To prepare for the extreme performance required at the Ironman competition, Steffen Haak is practicing several times a week in the pool, by bike or on his feet. Because of his work, as a graduate student, he has to fit his training during the week into an extended lunch or after work for about 2-3 hours, on weekends the training sessions are even longer.
A triathlon is a race combining swimming, cycling and running - with no breaks between the various disciplines. A "normal" triathlon at the Olympics consists of 1.5km swimming, 40km cycling and 10km running. The Ironman Triathlon World Championship in Hawaii, however, covers 3.86km swimming, 180km cycling and 42.195km running. This means that the athletes are on the road for more than 8 hours. Each discipline in this race is a challenge in itself. To illustrate: the 180km cycling corresponds to an average daily Tour de France stage and 42.195km of running represents a full marathon!

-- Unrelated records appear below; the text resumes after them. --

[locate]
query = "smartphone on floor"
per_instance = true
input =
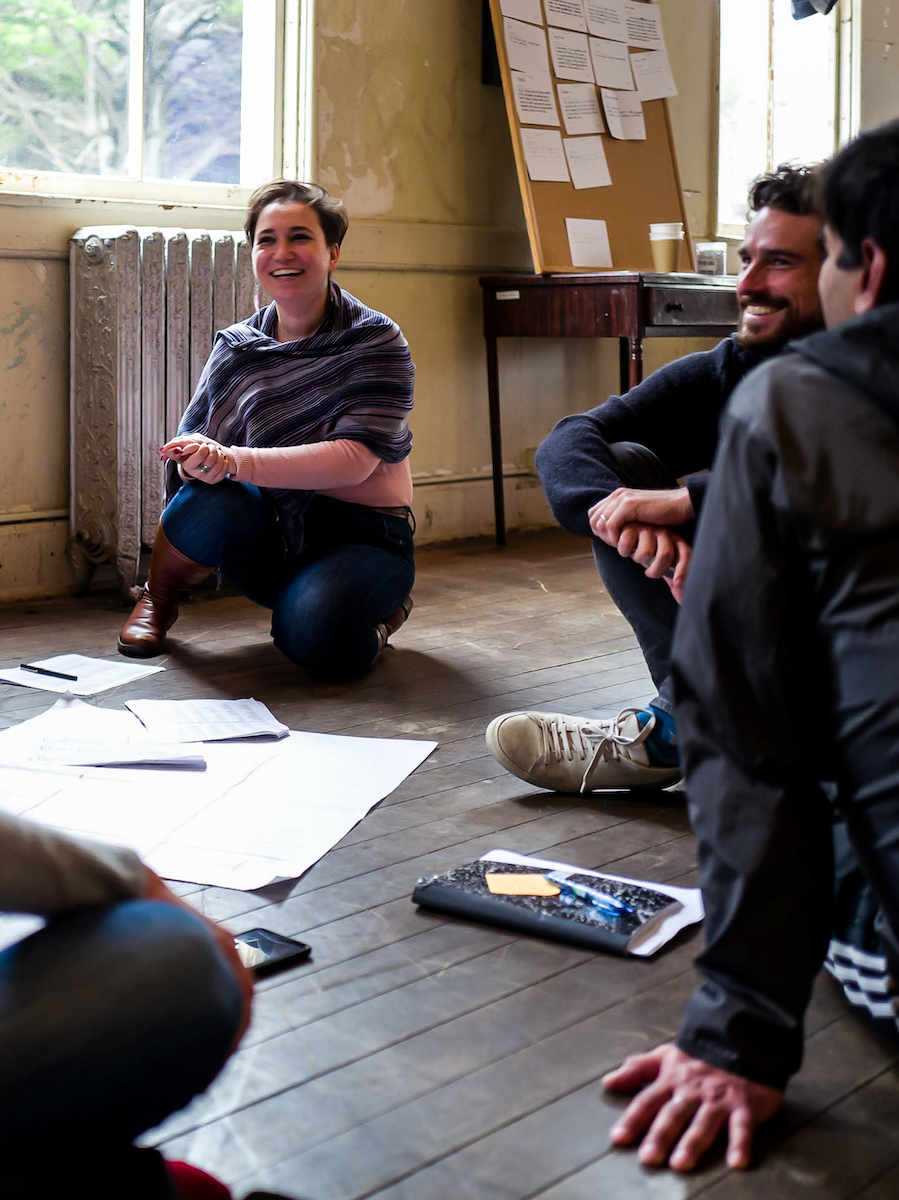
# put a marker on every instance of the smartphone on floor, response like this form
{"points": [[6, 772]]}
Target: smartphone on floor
{"points": [[264, 953]]}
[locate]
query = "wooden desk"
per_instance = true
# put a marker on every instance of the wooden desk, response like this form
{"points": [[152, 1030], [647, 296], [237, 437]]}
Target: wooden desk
{"points": [[628, 305]]}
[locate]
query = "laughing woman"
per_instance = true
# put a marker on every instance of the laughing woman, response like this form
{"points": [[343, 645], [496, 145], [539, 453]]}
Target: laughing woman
{"points": [[289, 472]]}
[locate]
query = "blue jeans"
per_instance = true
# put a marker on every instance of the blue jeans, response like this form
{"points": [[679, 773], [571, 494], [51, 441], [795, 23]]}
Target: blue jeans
{"points": [[355, 569], [111, 1019]]}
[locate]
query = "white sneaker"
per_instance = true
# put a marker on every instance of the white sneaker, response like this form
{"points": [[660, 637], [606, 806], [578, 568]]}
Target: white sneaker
{"points": [[571, 754]]}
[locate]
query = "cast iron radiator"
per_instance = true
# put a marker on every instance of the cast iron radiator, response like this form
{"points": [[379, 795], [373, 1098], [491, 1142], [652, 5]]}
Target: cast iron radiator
{"points": [[144, 307]]}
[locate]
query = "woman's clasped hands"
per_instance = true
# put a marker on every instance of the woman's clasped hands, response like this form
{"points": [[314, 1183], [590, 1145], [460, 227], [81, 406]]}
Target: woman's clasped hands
{"points": [[199, 457]]}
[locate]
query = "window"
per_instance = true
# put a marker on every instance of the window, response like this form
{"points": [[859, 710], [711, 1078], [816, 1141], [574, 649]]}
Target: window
{"points": [[777, 100], [151, 99]]}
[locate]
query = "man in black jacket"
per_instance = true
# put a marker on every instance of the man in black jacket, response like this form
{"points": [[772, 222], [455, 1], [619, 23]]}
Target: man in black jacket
{"points": [[612, 474], [786, 675]]}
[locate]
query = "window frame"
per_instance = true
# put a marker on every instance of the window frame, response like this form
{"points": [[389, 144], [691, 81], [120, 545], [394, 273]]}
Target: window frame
{"points": [[287, 114], [846, 100]]}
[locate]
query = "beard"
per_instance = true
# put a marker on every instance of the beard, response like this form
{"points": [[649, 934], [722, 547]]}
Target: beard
{"points": [[785, 328]]}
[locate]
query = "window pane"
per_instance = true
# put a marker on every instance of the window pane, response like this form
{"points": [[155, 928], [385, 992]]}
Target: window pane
{"points": [[804, 87], [743, 105], [192, 83], [64, 78]]}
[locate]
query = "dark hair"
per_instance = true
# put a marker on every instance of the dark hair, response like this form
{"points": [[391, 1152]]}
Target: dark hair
{"points": [[796, 190], [331, 215], [861, 197]]}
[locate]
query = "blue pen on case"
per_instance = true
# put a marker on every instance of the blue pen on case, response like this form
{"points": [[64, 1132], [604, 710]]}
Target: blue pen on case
{"points": [[609, 905]]}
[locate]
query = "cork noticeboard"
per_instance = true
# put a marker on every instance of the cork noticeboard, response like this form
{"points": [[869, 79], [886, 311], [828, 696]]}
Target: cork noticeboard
{"points": [[645, 189]]}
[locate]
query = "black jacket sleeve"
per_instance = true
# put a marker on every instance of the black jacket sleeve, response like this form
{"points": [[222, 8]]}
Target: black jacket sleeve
{"points": [[785, 660], [675, 413]]}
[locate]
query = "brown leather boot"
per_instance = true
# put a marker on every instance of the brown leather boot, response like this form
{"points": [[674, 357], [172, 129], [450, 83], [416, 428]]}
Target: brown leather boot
{"points": [[156, 611], [390, 624]]}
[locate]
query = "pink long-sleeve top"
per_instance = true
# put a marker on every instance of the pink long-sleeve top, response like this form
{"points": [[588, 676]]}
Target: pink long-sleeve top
{"points": [[343, 469]]}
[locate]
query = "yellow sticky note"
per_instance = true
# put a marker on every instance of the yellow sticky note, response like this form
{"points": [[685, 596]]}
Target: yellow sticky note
{"points": [[503, 885]]}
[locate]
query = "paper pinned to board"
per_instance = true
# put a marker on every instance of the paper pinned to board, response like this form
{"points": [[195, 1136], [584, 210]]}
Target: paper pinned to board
{"points": [[643, 25], [526, 48], [570, 55], [652, 75], [522, 10], [587, 162], [588, 243], [580, 108], [624, 115], [611, 64], [565, 13], [534, 101], [605, 18], [544, 155]]}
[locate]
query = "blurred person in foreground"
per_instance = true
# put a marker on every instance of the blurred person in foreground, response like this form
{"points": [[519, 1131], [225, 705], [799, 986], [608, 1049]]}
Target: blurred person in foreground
{"points": [[786, 677], [123, 1008]]}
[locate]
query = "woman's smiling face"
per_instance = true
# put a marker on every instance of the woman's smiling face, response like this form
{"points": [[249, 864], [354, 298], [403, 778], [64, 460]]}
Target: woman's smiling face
{"points": [[292, 259]]}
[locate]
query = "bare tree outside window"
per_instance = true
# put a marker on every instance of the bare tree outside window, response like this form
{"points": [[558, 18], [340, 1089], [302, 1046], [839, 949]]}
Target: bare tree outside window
{"points": [[73, 72]]}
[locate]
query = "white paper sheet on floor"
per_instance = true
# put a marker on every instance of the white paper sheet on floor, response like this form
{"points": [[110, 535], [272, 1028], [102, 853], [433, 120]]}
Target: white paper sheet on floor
{"points": [[259, 811]]}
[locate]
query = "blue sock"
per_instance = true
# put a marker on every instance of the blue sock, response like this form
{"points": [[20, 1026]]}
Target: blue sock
{"points": [[661, 743]]}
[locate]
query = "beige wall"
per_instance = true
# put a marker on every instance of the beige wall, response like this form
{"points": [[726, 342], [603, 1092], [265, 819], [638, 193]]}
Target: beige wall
{"points": [[419, 149]]}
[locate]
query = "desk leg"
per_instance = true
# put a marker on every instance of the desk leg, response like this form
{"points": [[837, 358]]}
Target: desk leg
{"points": [[496, 439], [630, 361]]}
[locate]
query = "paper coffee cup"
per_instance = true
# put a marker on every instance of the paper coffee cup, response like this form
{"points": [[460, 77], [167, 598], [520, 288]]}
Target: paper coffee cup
{"points": [[665, 240], [712, 257]]}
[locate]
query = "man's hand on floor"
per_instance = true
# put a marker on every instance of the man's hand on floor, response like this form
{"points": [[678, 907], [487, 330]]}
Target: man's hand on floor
{"points": [[661, 552], [629, 505], [683, 1105]]}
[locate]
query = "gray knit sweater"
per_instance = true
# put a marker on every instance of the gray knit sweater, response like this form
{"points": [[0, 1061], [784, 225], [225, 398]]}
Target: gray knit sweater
{"points": [[47, 873]]}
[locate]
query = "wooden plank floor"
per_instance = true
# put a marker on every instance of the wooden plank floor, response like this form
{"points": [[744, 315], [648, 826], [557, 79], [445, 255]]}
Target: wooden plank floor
{"points": [[426, 1059]]}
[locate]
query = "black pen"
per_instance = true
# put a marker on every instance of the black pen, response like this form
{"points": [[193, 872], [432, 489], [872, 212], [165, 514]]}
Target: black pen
{"points": [[54, 675]]}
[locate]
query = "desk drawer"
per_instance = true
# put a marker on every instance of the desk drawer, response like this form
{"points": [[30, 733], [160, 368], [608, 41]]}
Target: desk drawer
{"points": [[691, 306]]}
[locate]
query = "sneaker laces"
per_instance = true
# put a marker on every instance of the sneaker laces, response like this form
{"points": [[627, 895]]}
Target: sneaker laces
{"points": [[568, 738]]}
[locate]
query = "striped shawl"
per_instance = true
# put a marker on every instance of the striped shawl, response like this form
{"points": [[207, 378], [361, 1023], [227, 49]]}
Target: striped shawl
{"points": [[352, 378]]}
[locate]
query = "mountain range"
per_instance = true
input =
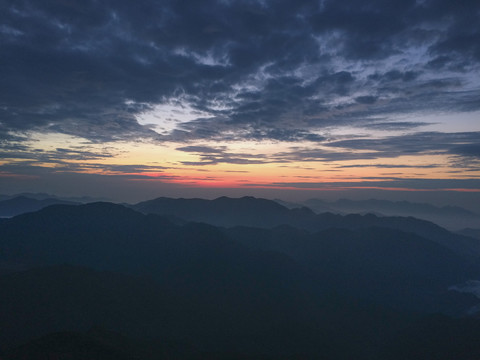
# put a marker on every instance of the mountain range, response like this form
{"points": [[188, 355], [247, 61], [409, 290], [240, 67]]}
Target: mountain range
{"points": [[231, 278]]}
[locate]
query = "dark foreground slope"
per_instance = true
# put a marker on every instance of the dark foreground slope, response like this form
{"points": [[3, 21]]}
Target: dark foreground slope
{"points": [[223, 293]]}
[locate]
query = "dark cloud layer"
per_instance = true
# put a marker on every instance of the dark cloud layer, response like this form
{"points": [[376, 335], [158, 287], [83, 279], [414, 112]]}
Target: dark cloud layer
{"points": [[279, 70]]}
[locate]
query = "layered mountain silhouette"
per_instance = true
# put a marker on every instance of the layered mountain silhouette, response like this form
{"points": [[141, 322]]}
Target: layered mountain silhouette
{"points": [[452, 217], [22, 204], [273, 283], [254, 212]]}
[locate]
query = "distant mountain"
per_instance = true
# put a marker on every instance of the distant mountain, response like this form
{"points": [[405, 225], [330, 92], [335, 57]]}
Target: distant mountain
{"points": [[226, 293], [21, 204], [225, 211], [384, 266], [249, 211], [452, 217]]}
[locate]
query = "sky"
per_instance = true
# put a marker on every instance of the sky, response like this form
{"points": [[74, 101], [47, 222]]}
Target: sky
{"points": [[331, 98]]}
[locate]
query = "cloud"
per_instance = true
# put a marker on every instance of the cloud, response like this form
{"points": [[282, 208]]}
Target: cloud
{"points": [[463, 143], [252, 70]]}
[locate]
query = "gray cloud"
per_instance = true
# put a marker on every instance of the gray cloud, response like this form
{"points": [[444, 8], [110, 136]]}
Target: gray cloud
{"points": [[263, 70]]}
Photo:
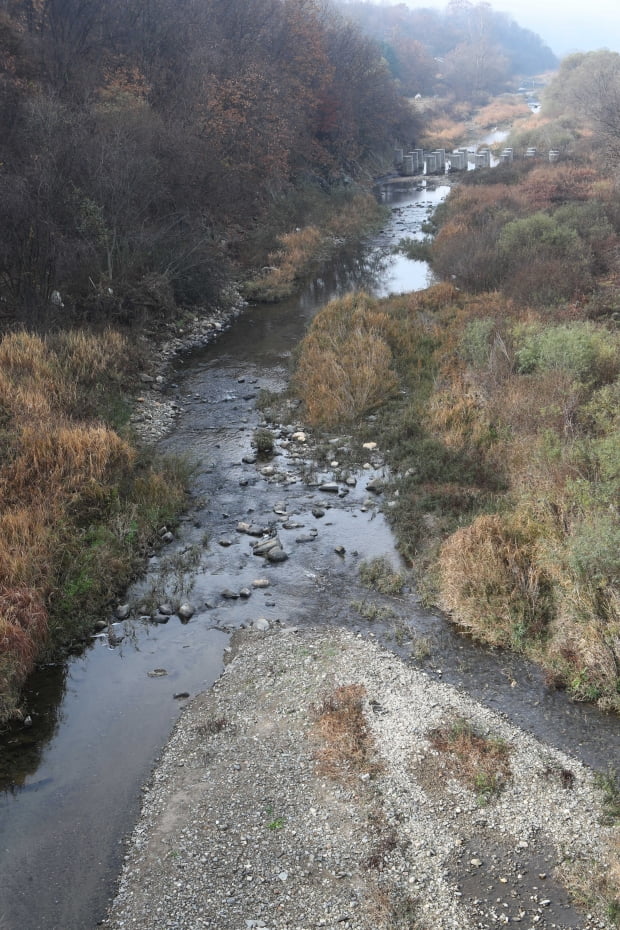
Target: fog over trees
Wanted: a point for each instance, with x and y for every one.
(141, 137)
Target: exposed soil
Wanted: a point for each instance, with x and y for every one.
(244, 825)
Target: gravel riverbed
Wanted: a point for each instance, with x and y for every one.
(246, 825)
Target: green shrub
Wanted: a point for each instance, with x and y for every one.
(476, 341)
(589, 353)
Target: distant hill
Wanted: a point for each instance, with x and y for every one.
(464, 48)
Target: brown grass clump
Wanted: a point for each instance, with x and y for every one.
(443, 132)
(480, 762)
(502, 110)
(300, 249)
(345, 366)
(346, 746)
(492, 582)
(23, 626)
(77, 506)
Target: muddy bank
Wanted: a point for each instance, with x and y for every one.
(255, 817)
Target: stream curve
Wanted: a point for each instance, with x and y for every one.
(72, 781)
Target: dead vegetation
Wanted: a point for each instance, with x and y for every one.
(78, 505)
(345, 747)
(482, 763)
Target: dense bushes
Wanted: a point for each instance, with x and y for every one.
(502, 430)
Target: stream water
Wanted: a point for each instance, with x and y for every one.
(72, 781)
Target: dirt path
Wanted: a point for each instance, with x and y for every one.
(306, 789)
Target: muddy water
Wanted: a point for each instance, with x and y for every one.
(73, 779)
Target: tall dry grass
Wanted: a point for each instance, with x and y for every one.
(345, 365)
(300, 250)
(77, 504)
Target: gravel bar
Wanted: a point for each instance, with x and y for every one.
(242, 827)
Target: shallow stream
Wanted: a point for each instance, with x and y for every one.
(72, 780)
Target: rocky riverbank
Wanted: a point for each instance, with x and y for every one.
(307, 788)
(154, 414)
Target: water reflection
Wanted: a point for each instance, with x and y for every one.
(22, 746)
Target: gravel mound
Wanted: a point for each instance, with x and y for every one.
(258, 817)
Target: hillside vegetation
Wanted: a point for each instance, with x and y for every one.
(497, 400)
(150, 153)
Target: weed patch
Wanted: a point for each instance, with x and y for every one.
(80, 507)
(480, 762)
(345, 745)
(379, 575)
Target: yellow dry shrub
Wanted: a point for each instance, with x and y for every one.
(491, 582)
(443, 132)
(31, 384)
(459, 417)
(25, 545)
(87, 356)
(502, 110)
(360, 213)
(345, 366)
(59, 461)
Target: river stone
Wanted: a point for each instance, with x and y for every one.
(160, 618)
(251, 529)
(262, 548)
(116, 633)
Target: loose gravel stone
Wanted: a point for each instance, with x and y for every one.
(241, 827)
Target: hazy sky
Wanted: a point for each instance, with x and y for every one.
(565, 25)
(568, 25)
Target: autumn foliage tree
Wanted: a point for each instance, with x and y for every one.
(137, 134)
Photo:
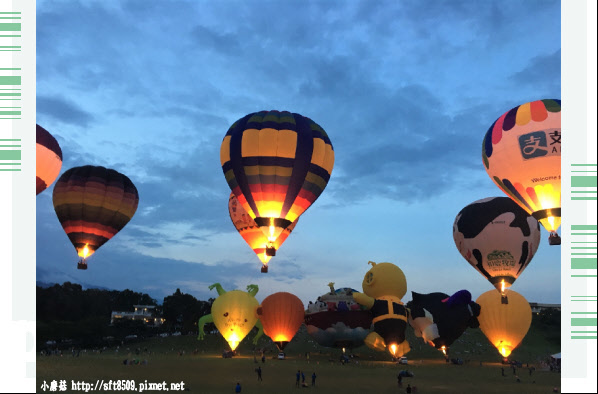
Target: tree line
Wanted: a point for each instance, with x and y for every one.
(69, 316)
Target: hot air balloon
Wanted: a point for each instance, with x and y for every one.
(522, 154)
(498, 239)
(92, 205)
(233, 312)
(336, 320)
(441, 319)
(281, 315)
(252, 234)
(48, 159)
(277, 164)
(505, 325)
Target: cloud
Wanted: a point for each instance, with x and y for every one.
(63, 110)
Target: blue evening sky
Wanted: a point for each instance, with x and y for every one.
(405, 90)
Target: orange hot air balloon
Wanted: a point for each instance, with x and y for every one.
(522, 155)
(251, 232)
(281, 315)
(48, 159)
(505, 325)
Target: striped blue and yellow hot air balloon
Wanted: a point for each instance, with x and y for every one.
(93, 204)
(277, 164)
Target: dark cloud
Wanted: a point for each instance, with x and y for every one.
(542, 73)
(405, 90)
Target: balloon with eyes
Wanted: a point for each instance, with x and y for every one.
(440, 319)
(383, 287)
(234, 313)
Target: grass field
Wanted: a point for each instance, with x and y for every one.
(203, 370)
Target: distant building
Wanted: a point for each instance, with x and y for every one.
(145, 313)
(538, 307)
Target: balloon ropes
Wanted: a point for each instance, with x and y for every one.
(498, 239)
(92, 205)
(276, 164)
(252, 234)
(522, 155)
(48, 159)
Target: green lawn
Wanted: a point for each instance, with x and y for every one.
(373, 372)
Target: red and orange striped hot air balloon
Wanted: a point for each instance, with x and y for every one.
(92, 205)
(281, 315)
(277, 164)
(252, 234)
(48, 159)
(522, 155)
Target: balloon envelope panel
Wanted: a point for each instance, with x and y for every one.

Steffen Haak was born in 1982 in Friedrichshafen, southern Germany. He began his industrial engineering studies in 2002, at the University of Karlsruhe (TH), where he soon discovered a passion for triathlon. In the triathlon group at the university he gets excellent training opportunities which have supported him to become one of Germany’s top amateur triathletes in his age group. Steffen Haak is currently working at the computer science research center (Forschungszentrum Informatik, FZI) on his dissertation in the field of Information Process Engineering.